Les dirigeants du Golfe disent à Trump: pas de cessez-le-feu sans mettre fin à la menace iranienne
À la veille de l’expiration du délai imparti, le président américain a tenu une série d’entretiens téléphoniques avec des dirigeants régionaux, dont le Premier ministre Benjamin Netanyahu.
Au cœur des discussions figurait la possibilité d’une escalade significative des combats contre le régime iranien.
Le prince héritier saoudien Mohammed ben Salmane et le président des Émirats arabes unis Mohammed ben Zayed ont déclaré qu’aucun cessez-le-feu ne serait acceptable sans que la menace émanant de Téhéran ne soit écartée.
par Danny Zaken
Le président américain Donald Trump s’est entretenu par téléphone avec plusieurs dirigeants régionaux, dont le Premier ministre Benjamin Netanyahu.
À l’ordre du jour figuraient la situation du conflit, les pistes d’y mettre fin, notamment des propositions de cessez-le-feu, et la question du détroit d’Ormuz.
Tous les dirigeants du Golfe avec lesquels Trump s’est entretenu, y compris le prince héritier saoudien Mohammed ben Salmane, le président des Émirats arabes unis Mohammed ben Zayed et Netanyahu, ont réaffirmé qu’il ne devrait pas y avoir de cessez-le-feu sans avoir atteint l’objectif central d’éliminer complètement la menace iranienne.
Selon deux sources diplomatiques, les dirigeants du Golfe ont clairement indiqué que même après les lourds revers qu’elle a subis, l’Iran reconstruirait ses capacités offensives si l’occasion se présentait et poursuivrait sa politique de menace à la stabilité régionale.
Grèves à Téhéran.
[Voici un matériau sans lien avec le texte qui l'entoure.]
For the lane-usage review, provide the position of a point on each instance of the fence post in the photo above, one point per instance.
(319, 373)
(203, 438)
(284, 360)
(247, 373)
Photo : AP
Les sources ont ajouté que la position de Trump n’a pas changé et qu’un cessez-le-feu ne serait possible que si l’Iran accepte les conditions de base qui lui ont été imposées: le démantèlement de son programme nucléaire, la limitation de ses capacités balistiques, la réouverture immédiate du détroit d’Ormuz et l’arrêt de l’aide et du soutien aux organisations terroristes dans toute la région.
Concernant le détroit d’Ormuz, les Émirats arabes unis se sont déclarés prêts à participer à une initiative immédiate visant à le rouvrir, tandis que l’Arabie saoudite a promis un soutien logistique et aérien.
Les deux pays ont exprimé leur inquiétude face à une possible riposte iranienne à des frappes contre des centrales électriques et des installations pétrolières qui, selon les menaces de Téhéran, cibleraient des champs pétrolifères, des centrales électriques et des usines de dessalement.